In an interview with Automotive News, the executive confirmed that the system will offer autonomous driving capability, but that drivers will still have to watch the road and take over in an emergency.
The system will therefore be a Level 2 system on the SAE scale, which classifies autonomous driving capability on a scale of 0 to 5. The final, long-term objective, a Level 5 car, is a vehicle able to manage all situations by itself, and therefore capable of operating without a driver.
Koji Sato also explained that Lexus will offer higher self-driving levels via online updates as they become available, but also as regulations and societal acceptance surrounding this technology evolve to allow it. He also stated that Lexus will eventually offer this technology across its entire range.
The Japanese automaker plans to introduce its system with the brand's flagship LS sedan. Recall that the automaker previously previewed the technology in the LS+ concept, unveiled in 2017. That prototype was equipped to drive autonomously on highways; the system it used was called, aptly, Highway Teammate.

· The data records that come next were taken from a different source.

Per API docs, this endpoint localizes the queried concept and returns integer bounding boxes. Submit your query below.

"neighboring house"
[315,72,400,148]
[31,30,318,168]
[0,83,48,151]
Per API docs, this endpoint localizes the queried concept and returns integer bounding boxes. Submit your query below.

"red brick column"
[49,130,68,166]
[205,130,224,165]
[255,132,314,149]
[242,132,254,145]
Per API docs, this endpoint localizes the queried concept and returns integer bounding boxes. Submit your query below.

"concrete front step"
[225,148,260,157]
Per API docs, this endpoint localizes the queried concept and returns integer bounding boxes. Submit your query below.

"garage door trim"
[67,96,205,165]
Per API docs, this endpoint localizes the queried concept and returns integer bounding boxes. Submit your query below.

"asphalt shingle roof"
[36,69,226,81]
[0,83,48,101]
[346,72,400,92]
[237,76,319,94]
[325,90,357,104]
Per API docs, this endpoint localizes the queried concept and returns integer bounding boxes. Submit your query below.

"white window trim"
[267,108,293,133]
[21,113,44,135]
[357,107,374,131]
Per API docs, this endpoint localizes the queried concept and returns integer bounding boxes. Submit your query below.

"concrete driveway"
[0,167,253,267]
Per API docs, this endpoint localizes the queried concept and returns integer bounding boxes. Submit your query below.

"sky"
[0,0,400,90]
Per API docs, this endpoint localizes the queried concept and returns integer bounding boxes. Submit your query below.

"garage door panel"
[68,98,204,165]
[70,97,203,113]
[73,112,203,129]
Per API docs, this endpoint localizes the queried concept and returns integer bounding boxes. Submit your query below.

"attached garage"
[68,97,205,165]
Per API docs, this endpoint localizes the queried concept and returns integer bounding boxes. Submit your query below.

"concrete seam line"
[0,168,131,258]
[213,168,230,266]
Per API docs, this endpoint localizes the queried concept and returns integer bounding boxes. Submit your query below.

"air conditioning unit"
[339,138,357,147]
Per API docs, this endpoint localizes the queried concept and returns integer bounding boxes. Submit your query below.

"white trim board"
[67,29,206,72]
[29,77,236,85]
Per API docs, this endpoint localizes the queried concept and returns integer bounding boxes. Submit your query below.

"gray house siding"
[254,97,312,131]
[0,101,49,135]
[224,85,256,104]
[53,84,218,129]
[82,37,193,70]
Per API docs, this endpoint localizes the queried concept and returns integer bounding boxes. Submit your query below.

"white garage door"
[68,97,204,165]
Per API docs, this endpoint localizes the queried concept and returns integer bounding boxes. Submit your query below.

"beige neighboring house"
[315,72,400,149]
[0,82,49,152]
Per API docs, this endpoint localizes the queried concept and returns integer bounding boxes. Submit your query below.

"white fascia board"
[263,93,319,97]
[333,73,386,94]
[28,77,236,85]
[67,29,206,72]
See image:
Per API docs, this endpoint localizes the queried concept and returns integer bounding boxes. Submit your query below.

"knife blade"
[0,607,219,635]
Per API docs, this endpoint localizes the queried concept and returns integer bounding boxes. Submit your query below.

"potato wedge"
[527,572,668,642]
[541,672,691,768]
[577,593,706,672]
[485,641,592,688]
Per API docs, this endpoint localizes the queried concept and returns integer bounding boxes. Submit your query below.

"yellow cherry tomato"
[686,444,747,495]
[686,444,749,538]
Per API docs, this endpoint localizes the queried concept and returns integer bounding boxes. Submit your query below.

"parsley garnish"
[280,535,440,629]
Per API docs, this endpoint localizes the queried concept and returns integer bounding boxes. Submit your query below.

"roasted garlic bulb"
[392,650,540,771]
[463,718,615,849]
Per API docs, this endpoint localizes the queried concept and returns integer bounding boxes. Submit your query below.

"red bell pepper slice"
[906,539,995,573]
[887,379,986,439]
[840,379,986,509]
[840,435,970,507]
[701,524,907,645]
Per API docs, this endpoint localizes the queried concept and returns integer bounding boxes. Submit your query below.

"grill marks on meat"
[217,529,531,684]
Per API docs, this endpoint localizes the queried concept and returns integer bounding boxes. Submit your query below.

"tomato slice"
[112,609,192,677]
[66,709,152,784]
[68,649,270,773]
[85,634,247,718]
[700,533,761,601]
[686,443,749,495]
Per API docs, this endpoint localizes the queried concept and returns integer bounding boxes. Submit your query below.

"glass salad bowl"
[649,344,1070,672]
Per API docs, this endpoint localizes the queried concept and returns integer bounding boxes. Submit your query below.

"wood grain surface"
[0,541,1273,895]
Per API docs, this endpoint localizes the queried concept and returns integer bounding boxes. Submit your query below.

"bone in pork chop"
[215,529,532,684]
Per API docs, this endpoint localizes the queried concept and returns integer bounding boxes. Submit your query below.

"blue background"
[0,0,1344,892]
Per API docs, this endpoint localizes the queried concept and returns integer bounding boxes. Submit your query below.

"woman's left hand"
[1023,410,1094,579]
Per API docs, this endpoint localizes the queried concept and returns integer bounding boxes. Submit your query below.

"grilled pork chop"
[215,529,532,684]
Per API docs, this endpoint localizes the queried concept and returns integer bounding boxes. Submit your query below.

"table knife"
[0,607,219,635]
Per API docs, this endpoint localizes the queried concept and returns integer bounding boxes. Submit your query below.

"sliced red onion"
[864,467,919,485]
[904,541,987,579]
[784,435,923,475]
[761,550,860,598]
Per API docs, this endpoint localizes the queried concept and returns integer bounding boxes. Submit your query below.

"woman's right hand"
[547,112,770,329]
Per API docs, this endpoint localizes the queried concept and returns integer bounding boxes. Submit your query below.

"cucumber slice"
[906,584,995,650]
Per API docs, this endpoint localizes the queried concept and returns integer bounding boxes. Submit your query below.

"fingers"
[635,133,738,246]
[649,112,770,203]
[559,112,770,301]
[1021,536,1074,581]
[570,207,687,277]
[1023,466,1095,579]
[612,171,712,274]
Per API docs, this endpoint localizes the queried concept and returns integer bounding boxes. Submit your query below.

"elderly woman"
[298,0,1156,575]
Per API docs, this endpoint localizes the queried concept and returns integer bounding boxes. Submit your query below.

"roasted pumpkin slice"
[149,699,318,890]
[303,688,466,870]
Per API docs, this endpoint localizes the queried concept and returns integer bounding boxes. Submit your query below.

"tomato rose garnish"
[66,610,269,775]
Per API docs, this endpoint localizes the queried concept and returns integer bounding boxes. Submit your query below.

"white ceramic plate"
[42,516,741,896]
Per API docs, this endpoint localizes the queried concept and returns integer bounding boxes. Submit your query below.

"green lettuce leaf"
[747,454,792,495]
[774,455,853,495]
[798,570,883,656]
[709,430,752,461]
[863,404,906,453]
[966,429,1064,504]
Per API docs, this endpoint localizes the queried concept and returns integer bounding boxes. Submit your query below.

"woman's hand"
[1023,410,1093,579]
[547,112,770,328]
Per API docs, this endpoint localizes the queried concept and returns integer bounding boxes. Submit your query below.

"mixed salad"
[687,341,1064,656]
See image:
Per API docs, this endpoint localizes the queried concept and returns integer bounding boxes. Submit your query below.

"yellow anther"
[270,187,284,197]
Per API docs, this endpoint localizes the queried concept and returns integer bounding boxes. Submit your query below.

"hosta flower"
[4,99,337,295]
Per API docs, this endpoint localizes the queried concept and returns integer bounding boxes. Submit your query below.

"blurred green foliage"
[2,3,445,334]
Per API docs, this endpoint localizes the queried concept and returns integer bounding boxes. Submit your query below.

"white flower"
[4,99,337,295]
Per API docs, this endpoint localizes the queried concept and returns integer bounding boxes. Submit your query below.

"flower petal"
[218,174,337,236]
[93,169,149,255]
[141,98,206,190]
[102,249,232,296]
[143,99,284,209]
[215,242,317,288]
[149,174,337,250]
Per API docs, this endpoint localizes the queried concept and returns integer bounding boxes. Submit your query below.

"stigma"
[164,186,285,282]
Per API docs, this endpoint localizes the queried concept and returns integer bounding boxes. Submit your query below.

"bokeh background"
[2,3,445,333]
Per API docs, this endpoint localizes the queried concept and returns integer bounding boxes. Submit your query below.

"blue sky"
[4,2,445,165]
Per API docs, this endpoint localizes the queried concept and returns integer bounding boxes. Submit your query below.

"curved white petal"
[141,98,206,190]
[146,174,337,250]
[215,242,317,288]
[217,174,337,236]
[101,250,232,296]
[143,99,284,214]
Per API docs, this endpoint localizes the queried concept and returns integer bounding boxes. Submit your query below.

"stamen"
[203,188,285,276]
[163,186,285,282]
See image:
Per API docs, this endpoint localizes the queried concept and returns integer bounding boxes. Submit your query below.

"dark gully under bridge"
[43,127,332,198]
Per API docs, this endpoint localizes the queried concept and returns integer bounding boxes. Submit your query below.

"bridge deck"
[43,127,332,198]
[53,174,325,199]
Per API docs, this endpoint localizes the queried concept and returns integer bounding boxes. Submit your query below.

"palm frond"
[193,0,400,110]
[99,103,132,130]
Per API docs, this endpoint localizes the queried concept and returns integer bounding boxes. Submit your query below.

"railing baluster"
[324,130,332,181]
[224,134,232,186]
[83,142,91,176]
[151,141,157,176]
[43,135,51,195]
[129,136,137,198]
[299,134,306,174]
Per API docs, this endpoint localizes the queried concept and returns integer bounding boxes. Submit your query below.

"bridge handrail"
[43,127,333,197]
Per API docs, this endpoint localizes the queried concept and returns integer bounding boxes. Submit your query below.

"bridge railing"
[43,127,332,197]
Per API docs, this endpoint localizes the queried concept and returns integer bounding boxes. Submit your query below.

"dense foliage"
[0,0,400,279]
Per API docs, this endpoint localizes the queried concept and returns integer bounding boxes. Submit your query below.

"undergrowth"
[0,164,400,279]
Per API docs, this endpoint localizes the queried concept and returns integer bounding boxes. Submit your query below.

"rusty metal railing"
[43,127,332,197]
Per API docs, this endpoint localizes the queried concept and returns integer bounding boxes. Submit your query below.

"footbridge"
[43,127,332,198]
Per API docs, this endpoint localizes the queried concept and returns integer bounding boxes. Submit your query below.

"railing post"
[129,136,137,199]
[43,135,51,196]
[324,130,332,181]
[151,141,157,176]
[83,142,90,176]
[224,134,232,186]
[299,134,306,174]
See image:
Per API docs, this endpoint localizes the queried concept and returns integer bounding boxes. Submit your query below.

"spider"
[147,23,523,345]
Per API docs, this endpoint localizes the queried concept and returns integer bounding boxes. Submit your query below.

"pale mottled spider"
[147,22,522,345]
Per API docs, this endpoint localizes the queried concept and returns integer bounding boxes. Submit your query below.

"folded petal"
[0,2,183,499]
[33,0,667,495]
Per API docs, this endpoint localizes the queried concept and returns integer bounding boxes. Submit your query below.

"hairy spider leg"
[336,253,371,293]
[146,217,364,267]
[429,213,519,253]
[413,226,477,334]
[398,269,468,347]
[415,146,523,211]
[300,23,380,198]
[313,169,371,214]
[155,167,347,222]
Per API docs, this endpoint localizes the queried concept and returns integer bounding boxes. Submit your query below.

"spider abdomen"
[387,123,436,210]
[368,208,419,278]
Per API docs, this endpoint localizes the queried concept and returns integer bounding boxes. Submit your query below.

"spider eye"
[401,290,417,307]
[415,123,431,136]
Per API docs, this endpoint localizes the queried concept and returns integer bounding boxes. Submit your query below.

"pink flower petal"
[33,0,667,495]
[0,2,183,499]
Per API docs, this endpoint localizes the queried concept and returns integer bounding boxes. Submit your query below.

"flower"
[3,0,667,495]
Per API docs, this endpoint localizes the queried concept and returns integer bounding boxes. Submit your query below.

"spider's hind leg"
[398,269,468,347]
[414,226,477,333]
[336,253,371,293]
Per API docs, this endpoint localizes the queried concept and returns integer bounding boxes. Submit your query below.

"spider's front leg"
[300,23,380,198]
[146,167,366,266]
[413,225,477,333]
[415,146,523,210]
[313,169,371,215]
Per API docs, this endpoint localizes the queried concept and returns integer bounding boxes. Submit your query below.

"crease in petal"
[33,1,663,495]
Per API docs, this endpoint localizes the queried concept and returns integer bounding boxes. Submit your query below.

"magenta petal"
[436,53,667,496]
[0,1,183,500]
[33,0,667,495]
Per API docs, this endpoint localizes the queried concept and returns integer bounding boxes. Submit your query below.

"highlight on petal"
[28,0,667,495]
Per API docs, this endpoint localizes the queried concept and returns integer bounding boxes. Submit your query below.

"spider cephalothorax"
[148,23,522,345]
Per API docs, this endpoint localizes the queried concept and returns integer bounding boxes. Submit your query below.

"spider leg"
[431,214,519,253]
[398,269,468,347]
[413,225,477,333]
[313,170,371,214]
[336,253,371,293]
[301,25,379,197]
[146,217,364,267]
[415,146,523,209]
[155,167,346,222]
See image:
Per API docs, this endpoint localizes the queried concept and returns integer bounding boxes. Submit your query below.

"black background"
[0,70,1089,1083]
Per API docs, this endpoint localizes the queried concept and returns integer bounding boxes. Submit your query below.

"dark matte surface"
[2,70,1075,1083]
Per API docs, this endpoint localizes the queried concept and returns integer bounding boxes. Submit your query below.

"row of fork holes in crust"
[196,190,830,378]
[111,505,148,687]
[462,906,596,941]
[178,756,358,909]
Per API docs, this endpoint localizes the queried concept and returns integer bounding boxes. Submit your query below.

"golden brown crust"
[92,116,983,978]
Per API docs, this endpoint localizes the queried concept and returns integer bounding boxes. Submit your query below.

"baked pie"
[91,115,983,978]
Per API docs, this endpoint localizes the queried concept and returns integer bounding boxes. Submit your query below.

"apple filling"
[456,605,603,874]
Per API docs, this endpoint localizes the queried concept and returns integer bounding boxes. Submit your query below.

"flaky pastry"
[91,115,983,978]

Lexus stated at the time that Highway Teammate could handle almost every aspect of highway driving from on-ramp to off-ramp, and so could merge into traffic, maintain lane position, adjust speed, change lane, pass other vehicles and maintain distance between vehicles.
Other manufacturers offer similar systems, namely Cadillac with its Super Cruise technology, but the Lexus system previewed as Highway Teammate is one of the most advanced to date. However, it only works on highways for which there is sufficient map data.
Lexus parent company Toyota is currently working on its own system, which it plans to demonstrate next summer at the Tokyo Olympics. The Japanese automaker plans to add the Sienna van to its family of partially self-driving vehicles in 2021.